Tesco today said its focus on multichannel was delivering “record” online grocery orders.
The rise in ecommerce food transactions comes at a time when the UK’s largest retailer now offers one-hour grocery home delivery slots to more than 98% of the UK population, and has more than 200 grocery Click and Collect drive through sites. It is also trialling non-store Click and Collect locations in York.
But while ecommerce food orders rose, along with sales from its Express convenience stores, UK like-for-like sales fell by 1.5% in the 13 weeks to November 23.
Across the group, sales excluding petrol rose by 0.6%, and total sales growth in the UK was of 0.9%. When petrol was included, group sales were down by 0.8% and UK sales by 1.2%.
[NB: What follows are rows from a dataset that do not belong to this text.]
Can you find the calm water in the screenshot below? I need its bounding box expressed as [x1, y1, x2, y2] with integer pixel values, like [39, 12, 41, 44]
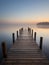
[0, 25, 49, 62]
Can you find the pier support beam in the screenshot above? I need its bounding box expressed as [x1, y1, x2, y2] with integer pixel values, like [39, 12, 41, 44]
[32, 29, 33, 38]
[34, 32, 36, 41]
[17, 31, 18, 38]
[20, 28, 23, 33]
[21, 28, 23, 31]
[28, 27, 31, 33]
[28, 27, 30, 31]
[40, 37, 43, 49]
[2, 42, 7, 58]
[19, 29, 20, 34]
[12, 33, 15, 43]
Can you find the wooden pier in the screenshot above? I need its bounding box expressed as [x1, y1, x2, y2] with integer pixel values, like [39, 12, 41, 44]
[1, 28, 49, 65]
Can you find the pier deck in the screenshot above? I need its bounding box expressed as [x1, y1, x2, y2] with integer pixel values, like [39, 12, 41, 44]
[1, 28, 49, 65]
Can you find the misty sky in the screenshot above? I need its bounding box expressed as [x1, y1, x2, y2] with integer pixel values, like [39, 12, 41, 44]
[0, 0, 49, 24]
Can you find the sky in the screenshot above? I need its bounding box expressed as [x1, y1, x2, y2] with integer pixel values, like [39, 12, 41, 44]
[0, 0, 49, 24]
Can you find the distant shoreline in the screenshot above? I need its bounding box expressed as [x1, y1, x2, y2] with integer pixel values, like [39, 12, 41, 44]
[37, 22, 49, 25]
[37, 22, 49, 28]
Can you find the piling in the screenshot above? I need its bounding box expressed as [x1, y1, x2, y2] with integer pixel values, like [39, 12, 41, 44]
[12, 33, 15, 43]
[40, 37, 43, 49]
[17, 31, 18, 38]
[28, 27, 31, 33]
[34, 32, 36, 41]
[21, 28, 23, 31]
[2, 42, 7, 58]
[19, 29, 20, 34]
[28, 27, 29, 31]
[32, 29, 33, 38]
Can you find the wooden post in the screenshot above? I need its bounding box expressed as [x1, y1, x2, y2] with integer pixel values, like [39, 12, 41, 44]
[28, 27, 31, 33]
[30, 28, 31, 33]
[32, 29, 33, 37]
[19, 29, 20, 34]
[21, 28, 23, 33]
[20, 28, 23, 34]
[12, 33, 15, 43]
[40, 37, 43, 49]
[2, 42, 7, 58]
[17, 31, 18, 38]
[34, 32, 36, 41]
[28, 27, 29, 31]
[22, 28, 23, 31]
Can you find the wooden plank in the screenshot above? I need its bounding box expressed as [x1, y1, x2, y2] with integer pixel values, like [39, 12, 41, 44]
[1, 29, 49, 65]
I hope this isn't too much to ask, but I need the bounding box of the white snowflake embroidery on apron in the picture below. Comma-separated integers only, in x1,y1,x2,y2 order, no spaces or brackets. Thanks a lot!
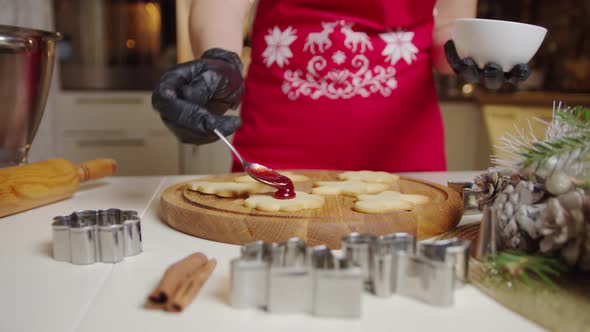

“Customers are continuing to respond positively to the changes we are making to the UK business to differentiate our offer and position Tesco as a multichannel leader,” said chief executive Philip Clarke. “These include the re-launch of finest, over 100 more store refreshes in the quarter and further investment into our fast-growing online grocery service.”
Clarke said the grocery market continued to be challenging as a result of pressures on UK household finances, and that ongoing work in its transformation plan was holding back sales performance in the short-term.
The company also said that response to the launch of its affordable Hudl tablet, designed to enable more customers to shop online, had beaten expectations, with more than 300,000 sold so far – “more than we had originally planned to sell in total in the run-up to Christmas”.
Clarke concluded: “We are confident that our strategic priorities – strengthening the UK business, establishing multichannel leadership and ensuring capital discipline – are the right ones and that they will drive long-term value and returns.”
Beyond multichannel, the supermarket reported flat international sales, with like-for-like sales falling in Asia and total sales down in Europe.